Fig. 4 — Two-level sampling strategy workflow.

Obviously, the scales of augmented samples are critical. We consider two complementary strategies that handle both incremental and abrupt scale variations. Firstly, to deal with relatively small scale changes between frames, we build a scale set S_r

S_{r} = {s | s = λ^{m} s_{t - 1}} m \in [- \frac{n_{r} - 1}{2}, \dots, \frac{n_{r} - 1}{2}]

(8)

where λ is a fixed value which is slightly larger than 1.0. It is set to accurately search the scale change. n_r is the scale number in the scale set S_r. $s_{t - 1}$ is the scale of the object in frame $t - 1$ compared with the initial bounding box in the first frame. Considering object scale usually does not vary too much between frames, scale set S_r includes scales which are close to the previous frame.

Secondly, when object undergoes abrupt scale changes between frames, scale set S_r is unable to keep pace with the speed of the scale variations. To address this problem, we build an additional scale set S_p by incorporating Lucas–Kanade tracker (KLT) (Bouguet, 2001, Shi, Tomasi, 1994), which helps us estimate the scale change explicitly. We randomly pick n_pt points from each patch in the bounding box $Ω_{t - 1}$ of frame $t - 1,$ and tracked all these points in the next frame t. With sufficient well-tracked points, we can estimate the scale variation between frames by comparing the distance changes of the tracked point pairs.

We illustrated the scale estimation by KLT tracker in Fig. 5. Let $p_{t - 1}^{i}$ denotes one picked point in the previous frame $t - 1$ and its matched point $p_{t}^{i}$ in the current frame t. We compute the distance $d_{t - 1}^{i j}$ between point-pair $(p_{t - 1}^{i}, p_{t - 1}^{j}),$ and the distance $d_{t}^{i j}$ between the matched point-pair $(p_{t}^{i}, p_{t}^{j})$ . For all the matched point pairs, we compute the distance ratio between the two frames

V = {s | s = d_{t}^{i j} / d_{t - 1}^{i j}} i \neq j

(9)

where V is the set with all the distance ratios. We sort V by value and pick the median element $s_{p} = V_{s o r t e d} (\frac{n}{2})$ as the potential scale change of the object. To make scale estimation more robust, we uniformly sample the scales ranging between [1, s_p] or [s_p, 1] to construct the scale set S_p.
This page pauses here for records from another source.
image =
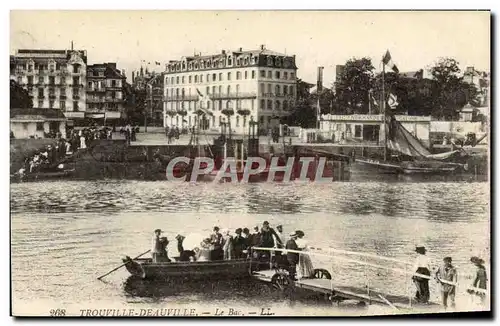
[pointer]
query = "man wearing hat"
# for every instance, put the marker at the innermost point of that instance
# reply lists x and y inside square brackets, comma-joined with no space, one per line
[157,247]
[422,266]
[447,273]
[292,257]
S_{p} = {s | s = 1 + i \frac{s_{p} - 1}{n_{p} - 1}} 0 \leq i < n_{p}

(10)

where n_p is the scale number in the scale set S_p. When the object is out-of-view, occluded or abruptly deforms, the ratio of well-tracked points will be low. In that case, the estimation from the KLT tracker will be unreliable. In our implementation, when the ratio is lower than 0.5, we then set $s_{p} = 1,$ therefore the scale set S_p will only add samples with the previous scale into the candidate pool. Only when there are enough points well tracked, the estimation from the KLT tracker will be trusted. We fuse these two complementary scale sets S_r and S_p into $S_{f} = S_{r} \cup S_{p}$ to enrich our sample candidate pool. To show the effectiveness, we evaluate our proposed tracker in Section 4 with or without scale set S_p estimated by the KLT tracker.

Fig. 5 — Illustration of scale estimation by using the KLT tracker. Random points located on the patches are picked in frame $t - 1,$ and are tracked in the next frame t by the KLT tracker, the distance ratio of point pairs (*pⁱ, p^j*) between two frames are used for scale estimation. We use 7 × 7 patch grids, resulting n_φ=49 in the illustration.

3.4. Tracking framework

PAWSS can be combined with any tracking-by-detection method. We show the pipeline of the whole framework in Fig. 6. It includes two phases: evaluation and learning. The evaluation phase is to find the target in a new frame. Given the bounding box $Ω_{t - 1}$ in the previous frame $t - 1,$ sample candidates are extracted in a search window, which centers at $Ω_{t - 1}$ in the current frame t, unlike other tracking-by-detection approaches, we adapt a two-level sampling strategy for accurate scale estimation (Section 3.3). Via the colour-based segmentation model, weights of all patches are updated as in Section 3.2, and the descriptors of all samples are computed via patch weighting. Descriptors of all samples are fed into classifier and the one with the highest output score is picked as the best sample. The location Ω_t of the best sample shows where the target is in the current frame at time t. Between frames, the target appearance changes due to deformation, occlusions, light and scale variations, therefore, the classifier and the segmentation model needs to be learnt online to keep up with the changes. The best sample among all samples represents the most similar one compared to the target. For one thing, pixel colour distribution of the best sample is used to update the segmentation model. For another, samples are extracted around the best sample in order to collect foreground and background information. Descriptors of all samples are computed and used to train the classifier online to better discriminate the target from neighbouring background. The procedure starts again for the next frame.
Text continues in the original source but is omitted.